Re: MD Intellect as Consciousness (formerly Collective Consciousness)

From: Arlo Bensinger (ajb102@psu.edu)
Date: Thu Jul 21 2005 - 19:48:21 BST

  • Next message: Mark Steven Heyman: "Re: MD Intellect as Consciousness (formerly Collective Consciousness)"

    Ham, All,

    [Ham stated]
    >Gentlemen, if I may be so bold, I'd like to bring Intellect back down to
    >earth and discuss it as a proprietary human function. In other words, I
    >suggest that we drop the socio-cultural sophistication (otherwise coined
    >"philosophology") at least long enough to consider the thought processes of
    >the individual and how ideas are developed in the everyday world of
    >experience.

    [Arlo]
    First, who coined "socio-cultural sophistication" "philosophology"?

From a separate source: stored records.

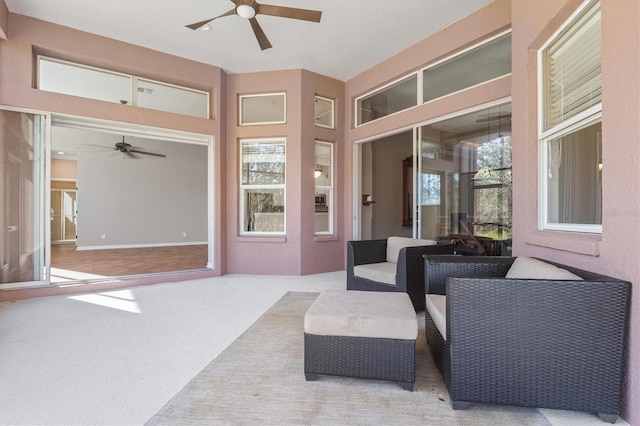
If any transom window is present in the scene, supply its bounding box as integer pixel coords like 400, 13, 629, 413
38, 56, 209, 118
539, 1, 603, 233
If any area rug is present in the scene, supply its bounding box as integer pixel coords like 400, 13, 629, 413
147, 292, 549, 426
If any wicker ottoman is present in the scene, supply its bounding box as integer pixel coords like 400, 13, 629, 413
304, 290, 418, 391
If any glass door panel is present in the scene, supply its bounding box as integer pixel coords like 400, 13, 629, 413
0, 110, 49, 287
414, 103, 512, 242
51, 189, 64, 242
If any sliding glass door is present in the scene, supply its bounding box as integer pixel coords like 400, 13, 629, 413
413, 103, 512, 245
0, 109, 49, 288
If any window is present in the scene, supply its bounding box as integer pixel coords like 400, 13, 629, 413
240, 139, 286, 234
240, 93, 287, 126
38, 57, 133, 104
416, 103, 513, 241
422, 33, 511, 102
316, 96, 334, 129
539, 1, 602, 233
313, 141, 334, 235
356, 74, 418, 125
136, 79, 209, 118
38, 56, 209, 118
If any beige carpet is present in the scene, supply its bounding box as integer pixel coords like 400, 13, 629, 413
147, 292, 549, 425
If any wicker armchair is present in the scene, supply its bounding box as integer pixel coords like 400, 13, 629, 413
425, 256, 631, 423
347, 237, 453, 311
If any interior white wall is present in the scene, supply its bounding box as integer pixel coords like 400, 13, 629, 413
52, 127, 207, 249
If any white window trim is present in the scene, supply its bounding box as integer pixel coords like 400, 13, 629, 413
314, 140, 335, 236
537, 0, 602, 234
238, 92, 287, 126
238, 138, 287, 237
315, 95, 336, 129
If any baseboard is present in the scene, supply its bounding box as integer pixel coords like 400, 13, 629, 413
76, 241, 208, 251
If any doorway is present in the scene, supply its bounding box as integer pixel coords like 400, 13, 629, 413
354, 101, 512, 246
50, 180, 77, 244
51, 117, 213, 284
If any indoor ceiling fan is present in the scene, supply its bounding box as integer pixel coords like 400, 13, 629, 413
186, 0, 322, 50
114, 136, 166, 158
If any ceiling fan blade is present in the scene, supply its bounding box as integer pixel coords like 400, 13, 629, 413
256, 3, 322, 22
127, 148, 167, 158
249, 17, 271, 50
185, 8, 236, 31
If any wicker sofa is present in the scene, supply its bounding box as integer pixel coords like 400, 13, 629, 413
347, 237, 453, 311
425, 256, 631, 423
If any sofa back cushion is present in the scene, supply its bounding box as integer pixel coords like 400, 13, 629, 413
505, 256, 582, 280
387, 237, 436, 263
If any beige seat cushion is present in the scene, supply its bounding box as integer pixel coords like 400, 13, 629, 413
353, 262, 398, 285
505, 256, 582, 280
387, 237, 437, 263
425, 294, 447, 340
304, 290, 418, 340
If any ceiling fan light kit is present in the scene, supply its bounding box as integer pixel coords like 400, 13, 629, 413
114, 136, 167, 158
186, 0, 322, 50
236, 4, 256, 19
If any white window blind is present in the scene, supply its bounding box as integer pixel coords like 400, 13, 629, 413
543, 5, 602, 131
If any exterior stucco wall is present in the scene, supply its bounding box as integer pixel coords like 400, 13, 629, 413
226, 70, 345, 275
512, 0, 640, 424
344, 0, 511, 246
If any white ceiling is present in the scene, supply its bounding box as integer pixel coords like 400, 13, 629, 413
5, 0, 492, 81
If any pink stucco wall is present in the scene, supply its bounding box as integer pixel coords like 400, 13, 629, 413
512, 0, 640, 425
344, 0, 511, 246
345, 0, 640, 424
226, 70, 345, 275
0, 1, 9, 39
0, 0, 640, 424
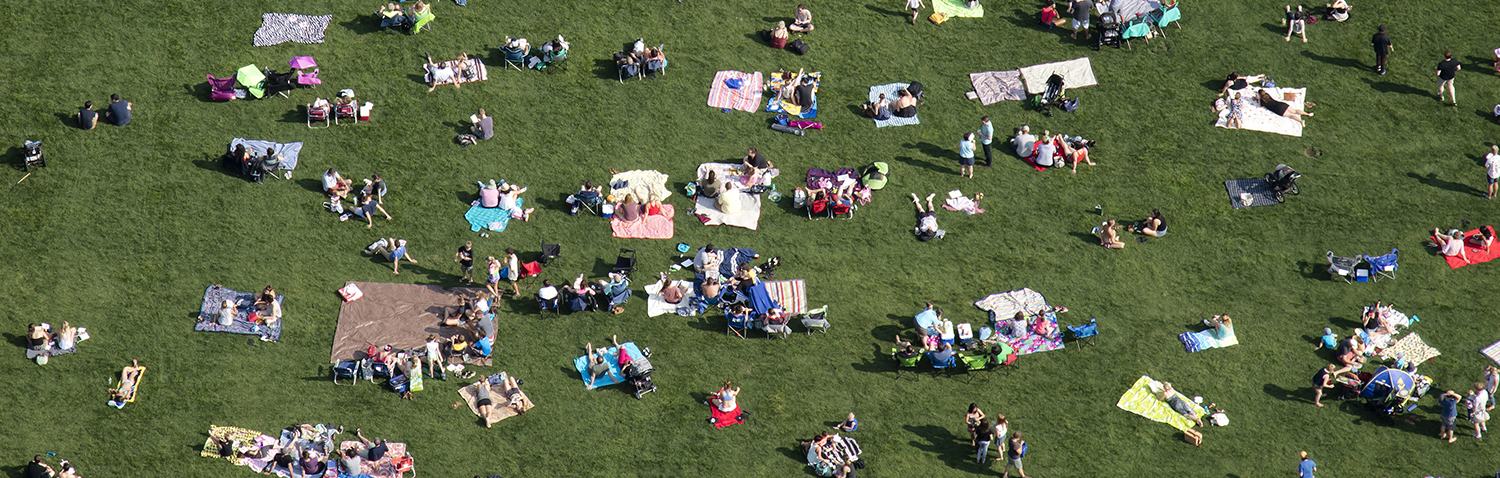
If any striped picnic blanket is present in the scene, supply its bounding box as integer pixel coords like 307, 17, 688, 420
708, 70, 765, 112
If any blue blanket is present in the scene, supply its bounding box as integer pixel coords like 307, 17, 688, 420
192, 285, 287, 342
573, 342, 645, 390
464, 198, 527, 232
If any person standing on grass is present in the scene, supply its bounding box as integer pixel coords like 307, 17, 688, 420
1370, 25, 1397, 76
1485, 144, 1500, 199
1436, 49, 1463, 106
980, 117, 995, 168
1437, 390, 1463, 444
1298, 451, 1317, 478
453, 241, 474, 283
959, 132, 974, 180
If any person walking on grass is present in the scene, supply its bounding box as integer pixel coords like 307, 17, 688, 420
980, 117, 995, 168
1436, 49, 1463, 106
1370, 25, 1397, 76
959, 132, 974, 180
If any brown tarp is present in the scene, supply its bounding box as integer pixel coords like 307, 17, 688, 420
329, 282, 489, 366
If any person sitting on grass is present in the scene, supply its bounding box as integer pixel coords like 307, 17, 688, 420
1433, 228, 1473, 264
1094, 219, 1125, 249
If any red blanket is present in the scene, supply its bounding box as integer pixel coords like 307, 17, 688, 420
708, 403, 743, 429
1428, 226, 1500, 268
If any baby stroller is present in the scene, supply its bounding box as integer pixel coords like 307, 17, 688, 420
1266, 165, 1302, 202
21, 139, 47, 172
1094, 12, 1125, 49
623, 349, 656, 400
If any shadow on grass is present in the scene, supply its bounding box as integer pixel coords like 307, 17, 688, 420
1407, 172, 1485, 196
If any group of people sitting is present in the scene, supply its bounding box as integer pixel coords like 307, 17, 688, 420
615, 37, 666, 78
1011, 126, 1095, 174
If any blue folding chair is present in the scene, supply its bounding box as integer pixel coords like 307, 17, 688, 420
1068, 318, 1100, 349
1365, 247, 1397, 282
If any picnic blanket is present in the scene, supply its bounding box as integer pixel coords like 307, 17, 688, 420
969, 70, 1026, 106
645, 280, 698, 318
1214, 87, 1308, 138
1224, 178, 1281, 210
1020, 57, 1100, 94
609, 204, 677, 238
1428, 226, 1500, 268
422, 58, 489, 84
230, 138, 302, 171
765, 279, 807, 316
464, 198, 527, 232
1380, 333, 1443, 364
573, 342, 645, 390
254, 13, 333, 46
765, 72, 824, 120
933, 0, 984, 18
869, 82, 923, 127
192, 285, 287, 342
1115, 375, 1205, 432
606, 169, 672, 204
708, 70, 765, 112
1178, 325, 1239, 354
459, 373, 537, 423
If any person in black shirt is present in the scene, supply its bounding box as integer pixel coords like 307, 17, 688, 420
1437, 49, 1461, 106
1370, 25, 1397, 75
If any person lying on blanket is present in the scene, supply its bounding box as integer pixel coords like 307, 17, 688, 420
1160, 382, 1203, 427
1433, 228, 1473, 264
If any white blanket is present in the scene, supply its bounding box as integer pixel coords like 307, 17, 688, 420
1214, 87, 1308, 138
1022, 57, 1100, 94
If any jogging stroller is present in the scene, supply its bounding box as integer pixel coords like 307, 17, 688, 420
1266, 165, 1302, 202
1094, 12, 1125, 49
623, 349, 656, 400
21, 139, 47, 172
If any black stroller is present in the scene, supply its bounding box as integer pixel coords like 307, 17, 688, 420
1094, 12, 1125, 49
21, 139, 47, 172
1266, 165, 1302, 202
623, 349, 656, 400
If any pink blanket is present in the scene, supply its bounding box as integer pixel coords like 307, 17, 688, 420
609, 204, 677, 238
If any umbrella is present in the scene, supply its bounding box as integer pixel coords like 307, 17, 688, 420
234, 64, 266, 97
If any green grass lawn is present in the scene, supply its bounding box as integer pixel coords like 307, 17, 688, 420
0, 0, 1500, 477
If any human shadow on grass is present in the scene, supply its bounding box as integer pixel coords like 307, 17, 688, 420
1302, 51, 1370, 69
1407, 172, 1485, 196
1364, 78, 1433, 97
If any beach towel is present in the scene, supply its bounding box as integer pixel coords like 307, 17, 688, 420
869, 82, 923, 127
464, 198, 527, 232
605, 169, 672, 204
765, 279, 807, 316
573, 342, 645, 390
1224, 178, 1281, 210
632, 280, 698, 317
254, 13, 333, 46
1020, 57, 1100, 94
1428, 226, 1500, 268
230, 138, 302, 171
1178, 325, 1239, 354
1214, 87, 1308, 136
192, 285, 287, 342
609, 204, 677, 238
765, 72, 824, 120
969, 70, 1026, 105
1115, 375, 1205, 432
933, 0, 984, 18
1380, 333, 1443, 364
459, 373, 537, 423
708, 70, 765, 112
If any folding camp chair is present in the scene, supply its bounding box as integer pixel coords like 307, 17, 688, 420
1068, 318, 1100, 349
1328, 250, 1364, 283
609, 249, 636, 277
1365, 247, 1397, 282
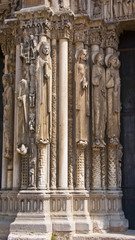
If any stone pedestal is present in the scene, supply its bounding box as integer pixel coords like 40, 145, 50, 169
8, 191, 52, 240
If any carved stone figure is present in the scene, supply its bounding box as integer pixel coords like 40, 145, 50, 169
113, 0, 123, 18
75, 49, 89, 143
93, 0, 102, 17
29, 63, 36, 107
92, 53, 106, 147
29, 137, 36, 187
29, 112, 35, 131
123, 0, 132, 16
106, 54, 120, 145
36, 41, 52, 144
18, 79, 28, 148
77, 0, 87, 12
103, 0, 111, 20
17, 144, 28, 156
30, 35, 37, 59
2, 74, 13, 159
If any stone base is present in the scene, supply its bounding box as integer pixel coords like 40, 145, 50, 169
72, 231, 135, 240
90, 191, 128, 233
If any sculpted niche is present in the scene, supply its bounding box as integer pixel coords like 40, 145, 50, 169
36, 40, 52, 144
17, 79, 28, 155
75, 49, 89, 144
92, 53, 106, 147
2, 74, 14, 159
106, 54, 121, 145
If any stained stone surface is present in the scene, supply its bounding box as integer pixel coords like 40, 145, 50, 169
0, 0, 135, 240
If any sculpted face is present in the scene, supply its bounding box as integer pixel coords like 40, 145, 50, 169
110, 56, 119, 68
80, 49, 87, 61
42, 45, 49, 56
97, 54, 104, 65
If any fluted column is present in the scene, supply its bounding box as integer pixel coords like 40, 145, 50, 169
13, 44, 22, 189
51, 39, 57, 189
59, 39, 68, 189
1, 55, 8, 189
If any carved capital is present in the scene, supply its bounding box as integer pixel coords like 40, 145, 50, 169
90, 30, 102, 45
77, 140, 88, 150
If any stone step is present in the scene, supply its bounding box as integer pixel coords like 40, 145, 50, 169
73, 230, 135, 240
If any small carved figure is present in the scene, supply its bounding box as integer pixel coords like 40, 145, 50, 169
29, 112, 36, 131
106, 54, 120, 145
18, 79, 28, 124
77, 0, 87, 13
92, 53, 106, 147
93, 0, 102, 17
29, 63, 36, 107
30, 35, 37, 59
104, 0, 111, 20
2, 74, 13, 159
29, 137, 36, 187
36, 41, 52, 143
75, 49, 89, 142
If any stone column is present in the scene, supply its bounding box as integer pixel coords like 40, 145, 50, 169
59, 39, 68, 189
91, 42, 101, 190
51, 39, 57, 189
13, 44, 22, 189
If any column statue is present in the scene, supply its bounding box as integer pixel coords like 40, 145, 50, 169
2, 74, 14, 159
36, 41, 52, 144
75, 49, 89, 143
106, 54, 120, 145
17, 79, 28, 155
92, 53, 106, 147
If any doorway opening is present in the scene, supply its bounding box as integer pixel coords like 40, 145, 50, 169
119, 31, 135, 229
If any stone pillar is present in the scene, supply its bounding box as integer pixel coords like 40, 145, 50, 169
59, 39, 68, 189
38, 144, 48, 189
76, 142, 88, 189
75, 29, 90, 189
91, 42, 101, 190
13, 44, 22, 189
51, 39, 57, 189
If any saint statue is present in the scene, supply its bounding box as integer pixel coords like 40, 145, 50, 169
92, 53, 106, 147
36, 41, 52, 144
75, 49, 89, 144
2, 74, 14, 159
106, 54, 120, 145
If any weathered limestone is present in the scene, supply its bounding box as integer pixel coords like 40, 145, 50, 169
0, 0, 132, 240
59, 39, 68, 189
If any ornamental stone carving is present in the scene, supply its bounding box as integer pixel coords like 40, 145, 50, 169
17, 79, 28, 152
75, 49, 89, 143
106, 54, 120, 144
92, 53, 106, 147
36, 40, 52, 144
2, 74, 14, 159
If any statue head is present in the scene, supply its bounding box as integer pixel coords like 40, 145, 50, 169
39, 42, 50, 58
105, 54, 120, 69
92, 53, 104, 66
2, 74, 10, 88
76, 48, 88, 61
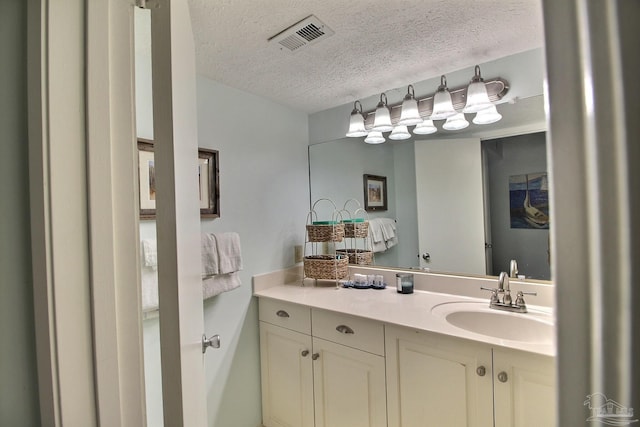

    Next, higher order functions develop out of social interaction. Within a
    socio-cultural theory, development cannot be understood by a study of the
    individual. We must also examine the external social world in which that
    individual life has developed, the artifacts (both material and symbolic)
    that are part of this social world and the governing "ideologies" and
    supportive mythos. This is an emergentist view, and so you can't simply say
    "let's ignore the social and talk about the individual". Both have to
    considered at the same time.

    [Paul replied to Ham]
    Paul: No, it's not too much to ask, it just begs the question right from
    the off, i.e. you make the assumption that proprietary intellectual
    consciousness is something that is the direct result of a certain level of
    biological sophistication, that e.g. a human born into isolation or at any
    time or place in history would think and perceive the same way we do.

    [Arlo]
    Exactly. "Conscious thought" (if you are using that as a synonym for
    "intellect") emerges out of social practice. We think "through" social
    semiotic systems, and through historical legacies such as the cultural
    mythos. We internalize "ideologies" and from all these things "conscious
    thoughts" emerge. Individuals, of course, contribute back to the social
    system, and evolutionary change (Dynamic change, if you will) is made
    possible via this dialectical relation.

    To be as terse as possible: "Conscious thought" is a completely semiotic
    process (words, symbols, categorizations, valuations, etc). Semiosis is
    socially-culturally derived from what Pirsig calls the "mythos", the total
    sum of analogues in that given culture. An individual, whose "conscious
    thought" has emerged through a particularlly situated socio-cultural
    environment contributes back to that environment, and may in fact produce
    evolutionary change within the system (as Pirsig did with ZMM), but that
    "conscious thought" is never separate from the socio-cultural system.